8.0
- Band: ROTTEN TOMB
- Durata: 00:38:51
- Disponibile dal: 06/06/2026
- Etichetta:
- Nuclear Winter Records
Se nel 2022 l’esordio “Visions of a Dismal Fate” aveva saputo imporsi come una delle sorprese death metal dell’anno, e il suo successore, “The Relief of Death” (2024), si era rivelato una decisa conferma in termini di capacità interpretative, al terzo full-length i Rotten Tomb mettono definitivamente a punto il loro stile in un lavoro che sa ormai di raggiunta maturità, di apice di un percorso compiuto lontano dalle grandi rotte del genere, e forse proprio per questo motivo in grado di scavare ancora più a fondo nell’estetica macabra e nelle vibrazioni trascendentali di certa musica.
Una discesa di circa quaranta minuti in tunnel e catacombe che sembrano spingersi fino alle viscere della Terra, dove la sola luce che può arrivare è quella di una flebile fiaccola, a rischiarare un mondo sotterraneo di riti proibiti e morti dimenticate.
È lì che il gruppo di Iquique – parte di quel crogiolo di talenti underground che è il Cile (basti pensare agli exploit conseguiti nell’ultimo decennio da Suppression, Ripper, Mortify e Mayhemic) – ci porta nuovamente con “Vestiges of Tortured Souls”, ribadendo che quanto incluso nelle opere precedenti non si trattava di un fuoco di paglia e che quell’approccio stilistico, radicato tanto nei classici di Incantation e Immolation, quanto nei primi, crepuscolari vagiti di Paradise Lost e Amorphis, ha ancora parecchio da dire prima di riciclarsi e giungere a noia.

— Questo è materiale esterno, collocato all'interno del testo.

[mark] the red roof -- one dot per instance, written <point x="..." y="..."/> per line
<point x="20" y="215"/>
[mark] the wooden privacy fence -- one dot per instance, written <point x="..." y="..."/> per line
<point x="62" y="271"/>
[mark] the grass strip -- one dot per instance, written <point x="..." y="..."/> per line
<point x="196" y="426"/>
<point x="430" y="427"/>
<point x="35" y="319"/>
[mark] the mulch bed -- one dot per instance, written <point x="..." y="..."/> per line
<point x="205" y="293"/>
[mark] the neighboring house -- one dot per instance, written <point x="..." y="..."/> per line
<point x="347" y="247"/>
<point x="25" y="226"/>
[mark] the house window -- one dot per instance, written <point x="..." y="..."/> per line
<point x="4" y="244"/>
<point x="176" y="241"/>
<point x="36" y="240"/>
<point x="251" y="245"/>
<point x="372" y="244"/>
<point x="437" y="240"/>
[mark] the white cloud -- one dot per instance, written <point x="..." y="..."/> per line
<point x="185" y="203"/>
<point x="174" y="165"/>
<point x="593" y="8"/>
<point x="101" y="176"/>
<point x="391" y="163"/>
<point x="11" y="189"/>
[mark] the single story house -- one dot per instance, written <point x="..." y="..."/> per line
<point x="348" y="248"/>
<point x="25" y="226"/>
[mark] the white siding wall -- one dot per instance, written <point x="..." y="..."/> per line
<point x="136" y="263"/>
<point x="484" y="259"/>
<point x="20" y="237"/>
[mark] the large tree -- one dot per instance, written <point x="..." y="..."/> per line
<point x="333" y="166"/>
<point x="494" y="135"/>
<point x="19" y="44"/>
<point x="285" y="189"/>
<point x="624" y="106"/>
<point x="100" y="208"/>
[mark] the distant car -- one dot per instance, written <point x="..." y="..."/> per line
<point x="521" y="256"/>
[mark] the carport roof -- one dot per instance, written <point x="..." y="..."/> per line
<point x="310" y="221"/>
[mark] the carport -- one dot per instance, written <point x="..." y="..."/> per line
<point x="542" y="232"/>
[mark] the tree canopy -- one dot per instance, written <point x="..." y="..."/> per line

Anzi, come detto, mai come oggi il quartetto dà l’idea di esprimersi con autorevolezza e controllo, con una capacità di rielaborazione che dimostra – man mano che ci si addentra nei cunicoli spogli e tenebrosi della tracklist – quanto il rischio di scadere nel ‘more of the same’ sia qui superfluo, portando al livello successivo le soluzioni adoperate in passato e incanalandole in un flusso a dir poco compatto e penetrante, da cui si evince come ogni riff sia stato ponderato e perfezionato senza che nel processo si perdesse la sua carica istintiva.
È su questo equilibrio fra lucidità in sede di songwriting e trasporto nell’interpretazione, una spinta interiore in grado di mettere a più riprese la pelle d’oca, specie quando il growl di Deathbringer si eleva a mo’ di invocazione iraconda dall’Abisso, che si gioca il successo di questo ritorno: più barbaro, più feroce, ma anche più profondo e sibillino nel momento in cui le chitarre vengono fatte scivolare sulla bruma di certo death/doom vecchio stampo, con lead malinconici in grado di richiamare direttamente le gesta di Greg Mackintosh su lavori come “Lost Paradise” e “Gothic” (clamorosa, in questo senso, la parte centrale di un pezzo come “Mortified”).
All’interno di un filone che pecca spesso di immobilità, e con poche band degne di raccogliere lo scettro di sovrani come Sonne Adam, Dead Congregation e Cruciamentum, promotori della riscoperta di questo modo di intendere il death metal nella prima decade dei Duemila, i Rotten Tomb continuano insomma a porsi come una realtà attenta allo sviluppo delle dinamiche e all’affinamento della componente melodica, oltre che micidiale nel momento in cui viene chiamata a forgiare nuovi riff nel suo altoforno.
Una formazione che ha assimilato a pieni polmoni le arie infernali dei classici, e che oggi – facendo leva su un’ispirazione ragguardevole e su una cura maniacale per i dettagli, con la produzione a spiccare immediatamente per calore e potenza – ne riformula i componenti sulfurei per giungere, di volta in volta, a risultati alchemici di grande fascino.
Difficile, arrivati a questo punto, continuare a parlare di semplice promessa: allo stato attuale delle cose, i sudamericani rientrano senza dubbio fra i nomi più estrosi e costanti dell’underground death metal contemporaneo. La speranza è che la sponsorship di ‘Sua Maestà’ Anastasis Valtsanis, che per “Vestiges…” li ha voluti ufficialmente nel roster della Nuclear Winter, faccia la differenza portandoli finalmente in Europa e in contesti come quello del Kill-Town Death Fest di Copenhagen.